The Press Trust of India news agency said a Swedish man was among the dead.

Police official Ram Bharose told PTI that another Swede was reported to be missing after the accident, which occurred when a packed train travelling at full speed derailed Sunday, killing 53 passengers as carriages were forced on top of each other.

Rescue teams and local residents worked frantically overnight, trying to cut through the twisted metal carriages to free people trapped inside.

The Kalka Mail was heading from Howrah, the main station for the eastern city of Kolkata, across India to the capital New Delhi when it sped off the tracks.

Officials said the death toll could rise and that an investigation had been launched.

Railway Board Chairman Vinay Mittal told PTI Monday that preliminary investigations had shown that the signals and the tracks were functioning normally prior to the accident.

Late Sunday, an explosion hit another train in the northeastern state of Assam, but police were unable to say whether the blast was caused by separatist militants active in the area.

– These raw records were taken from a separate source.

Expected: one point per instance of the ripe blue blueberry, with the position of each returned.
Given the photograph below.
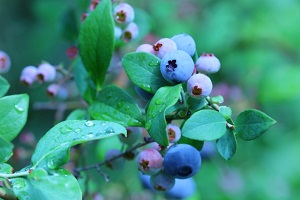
(133, 135)
(199, 86)
(177, 66)
(116, 164)
(185, 43)
(162, 181)
(124, 13)
(182, 161)
(182, 189)
(163, 46)
(149, 161)
(174, 133)
(208, 63)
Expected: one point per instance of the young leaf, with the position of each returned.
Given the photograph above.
(252, 123)
(13, 115)
(53, 149)
(58, 184)
(144, 71)
(115, 104)
(85, 86)
(6, 150)
(96, 42)
(227, 145)
(205, 125)
(4, 86)
(156, 124)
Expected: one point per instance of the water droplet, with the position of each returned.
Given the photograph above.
(109, 130)
(158, 102)
(77, 130)
(154, 63)
(89, 123)
(120, 104)
(65, 130)
(19, 109)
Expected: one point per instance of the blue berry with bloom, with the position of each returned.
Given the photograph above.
(185, 43)
(177, 66)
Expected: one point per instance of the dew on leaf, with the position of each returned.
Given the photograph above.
(19, 109)
(89, 123)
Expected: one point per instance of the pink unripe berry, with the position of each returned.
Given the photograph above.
(130, 32)
(208, 63)
(174, 133)
(4, 62)
(124, 13)
(114, 164)
(149, 161)
(28, 75)
(199, 86)
(148, 48)
(163, 46)
(46, 72)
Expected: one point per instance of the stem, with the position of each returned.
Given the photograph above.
(7, 194)
(17, 174)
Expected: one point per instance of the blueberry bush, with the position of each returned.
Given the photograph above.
(155, 124)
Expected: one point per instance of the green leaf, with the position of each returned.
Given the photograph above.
(225, 111)
(58, 184)
(96, 42)
(143, 69)
(85, 85)
(156, 124)
(205, 125)
(53, 149)
(5, 169)
(13, 115)
(227, 144)
(4, 86)
(6, 149)
(77, 114)
(252, 123)
(115, 104)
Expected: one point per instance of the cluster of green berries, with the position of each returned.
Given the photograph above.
(123, 13)
(177, 64)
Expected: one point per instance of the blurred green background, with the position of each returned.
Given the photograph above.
(257, 43)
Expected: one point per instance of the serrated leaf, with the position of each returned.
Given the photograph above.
(53, 149)
(77, 114)
(205, 125)
(115, 104)
(59, 185)
(4, 86)
(6, 149)
(156, 124)
(252, 123)
(85, 85)
(96, 42)
(227, 144)
(143, 69)
(13, 115)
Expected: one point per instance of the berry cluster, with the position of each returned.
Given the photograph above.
(177, 64)
(123, 13)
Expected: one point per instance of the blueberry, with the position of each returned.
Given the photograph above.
(185, 43)
(199, 86)
(163, 46)
(208, 63)
(177, 66)
(182, 161)
(182, 189)
(162, 181)
(174, 133)
(149, 161)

No fatalities were reported in that incident but 20 of the 100 injured were described by police as being in a serious condition.

The Guwahati-Puri Express was nearing Ghograpara, about 70 kilometres (44 miles) from Assam's main city of Guwahati, when the blast struck.

Militants from both the outlawed United Liberation Front of Asom (ULFA) and the National Democratic Front of Bodoland (NDFB) are active in the region, but the cause of the explosion was not immediately known.

Last week 38 people were killed in a rail crash in Uttar Pradesh when a train slammed into a bus carrying a wedding party.

India's state-run railway system - still the main form of long-distance travel despite fierce competition from new private airlines - carries 18.5 million people daily.

The worst accident in India was in 1981 when a train plunged into a river in the eastern state of Bihar, killing an estimated 800 people.

The railway is the country's largest employer with 1.4 million people on its payroll and it runs 11,000 trains a day.

Experts say the creaking system, the world's second largest under a single management, is desperately in need of new investment to improve safety and help end transportation bottlenecks that threaten the country's economic growth.